ENCODE-DCC / croo

Cromwell output organizer
MIT License
13 stars 3 forks source link

Array[File] type #39

Open RGBEN opened 3 years ago

RGBEN commented 3 years ago

Hi, I was wondering how to pass Array[File] type to croo (such as a folder of files). I noticed this has been brought up before but it's not entirely clear to me how this is achieved.

https://github.com/ENCODE-DCC/croo/issues/7

leepc12 commented 3 years ago

Please try this.

"path": "${i}/${basename}"

Then outputs in an array will be organized like

0/first_file.txt
1/second_file.txt
...
RGBEN commented 3 years ago

Sorry just got the chance to try it. I am getting this error in croo_out.log :

IsADirectoryError: [Errno 21] Is a directory

I should clarify that my intention is to pass one of the output directories (represented as an array of files in workflow level) to croo. Is this possible? or do each file has to be defined in wdl file and passed to croo one by one? (can be quite laborious... and need to know exactly what the outputs are)

e.g. toy wdl file

workflow wf {
   call analysis {
        input:
        some_input = fastq,
    }
  output {
    # folder contains multiple files of interest
    Array[File] output_dir = analysis.output_dir 
  }
}

task analysis {
  output {
    File output_dir = "target_output_folder_name"
  }
  command <<<
        run program_with_many_output_files
  >>>
}

Thanks for your help again!

leepc12 commented 3 years ago

Croo cannot organize directories. I think WDL/Cromwell doesn't support File as a directory since Cromwell localizes/delocalizes/hashes things on a file basis.
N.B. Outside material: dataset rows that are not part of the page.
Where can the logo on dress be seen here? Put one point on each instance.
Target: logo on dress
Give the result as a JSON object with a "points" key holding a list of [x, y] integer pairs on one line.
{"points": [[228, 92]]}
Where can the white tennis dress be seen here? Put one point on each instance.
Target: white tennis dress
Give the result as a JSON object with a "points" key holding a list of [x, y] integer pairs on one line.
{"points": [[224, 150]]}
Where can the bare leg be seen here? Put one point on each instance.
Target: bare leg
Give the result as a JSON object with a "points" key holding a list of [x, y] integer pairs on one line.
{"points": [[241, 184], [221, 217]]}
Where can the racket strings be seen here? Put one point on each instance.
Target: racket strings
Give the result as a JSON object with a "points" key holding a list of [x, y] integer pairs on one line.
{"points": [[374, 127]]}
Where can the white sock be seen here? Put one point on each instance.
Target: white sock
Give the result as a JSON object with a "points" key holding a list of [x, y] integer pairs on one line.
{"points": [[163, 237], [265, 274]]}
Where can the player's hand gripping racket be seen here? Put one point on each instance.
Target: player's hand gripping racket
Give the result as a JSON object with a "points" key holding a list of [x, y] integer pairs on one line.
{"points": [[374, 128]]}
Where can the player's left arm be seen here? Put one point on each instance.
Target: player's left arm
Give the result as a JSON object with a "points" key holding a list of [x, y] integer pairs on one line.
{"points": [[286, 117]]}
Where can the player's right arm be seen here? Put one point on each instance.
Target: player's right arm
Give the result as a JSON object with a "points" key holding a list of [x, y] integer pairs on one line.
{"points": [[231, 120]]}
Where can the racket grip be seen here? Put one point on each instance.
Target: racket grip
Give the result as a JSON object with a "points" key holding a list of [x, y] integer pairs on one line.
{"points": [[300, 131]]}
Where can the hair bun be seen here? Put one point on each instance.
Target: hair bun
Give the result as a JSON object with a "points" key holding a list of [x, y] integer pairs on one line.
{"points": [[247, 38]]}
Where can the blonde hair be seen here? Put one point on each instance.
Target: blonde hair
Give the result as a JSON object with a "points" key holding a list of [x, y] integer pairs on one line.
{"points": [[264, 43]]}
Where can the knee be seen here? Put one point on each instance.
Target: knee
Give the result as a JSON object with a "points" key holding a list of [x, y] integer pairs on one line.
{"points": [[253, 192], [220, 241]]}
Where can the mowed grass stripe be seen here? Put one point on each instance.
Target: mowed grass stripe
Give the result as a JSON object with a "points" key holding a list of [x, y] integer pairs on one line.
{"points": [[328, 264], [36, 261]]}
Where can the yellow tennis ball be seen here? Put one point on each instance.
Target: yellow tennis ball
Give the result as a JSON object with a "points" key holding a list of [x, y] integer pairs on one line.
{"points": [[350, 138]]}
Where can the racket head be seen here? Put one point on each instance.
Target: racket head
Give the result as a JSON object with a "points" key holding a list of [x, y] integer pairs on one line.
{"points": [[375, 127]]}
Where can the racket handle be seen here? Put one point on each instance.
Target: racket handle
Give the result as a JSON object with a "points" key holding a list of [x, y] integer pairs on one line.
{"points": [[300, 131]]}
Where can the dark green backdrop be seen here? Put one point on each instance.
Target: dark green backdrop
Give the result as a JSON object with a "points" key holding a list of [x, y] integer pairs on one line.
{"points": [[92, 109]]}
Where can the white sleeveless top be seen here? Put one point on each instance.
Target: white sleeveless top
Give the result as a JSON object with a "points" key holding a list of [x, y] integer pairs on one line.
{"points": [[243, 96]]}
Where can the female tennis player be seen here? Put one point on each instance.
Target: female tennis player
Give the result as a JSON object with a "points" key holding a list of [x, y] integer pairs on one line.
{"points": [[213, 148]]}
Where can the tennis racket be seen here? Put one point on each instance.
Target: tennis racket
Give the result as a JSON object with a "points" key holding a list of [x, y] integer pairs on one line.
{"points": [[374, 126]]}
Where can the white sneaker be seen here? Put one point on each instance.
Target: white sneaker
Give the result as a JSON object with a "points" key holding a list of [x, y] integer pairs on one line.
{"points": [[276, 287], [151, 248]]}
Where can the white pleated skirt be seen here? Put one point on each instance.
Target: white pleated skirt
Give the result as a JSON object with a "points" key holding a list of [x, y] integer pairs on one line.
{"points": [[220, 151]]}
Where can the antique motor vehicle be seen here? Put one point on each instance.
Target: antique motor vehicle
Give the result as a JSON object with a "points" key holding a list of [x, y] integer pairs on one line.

I think your toy WDL is not valid. analysis is not called in scatter so its output cannot be an Array[File].

You can use glob to get a list of globbed files instead of playing with directories. For example,


task t1 {
    ....
    output {
        Array[File] bigwigs = glob("*.bigwig")
    }
}
RGBEN commented 3 years ago

thanks this is helpful! Hope croo would consider to support directory (somehow) in the future.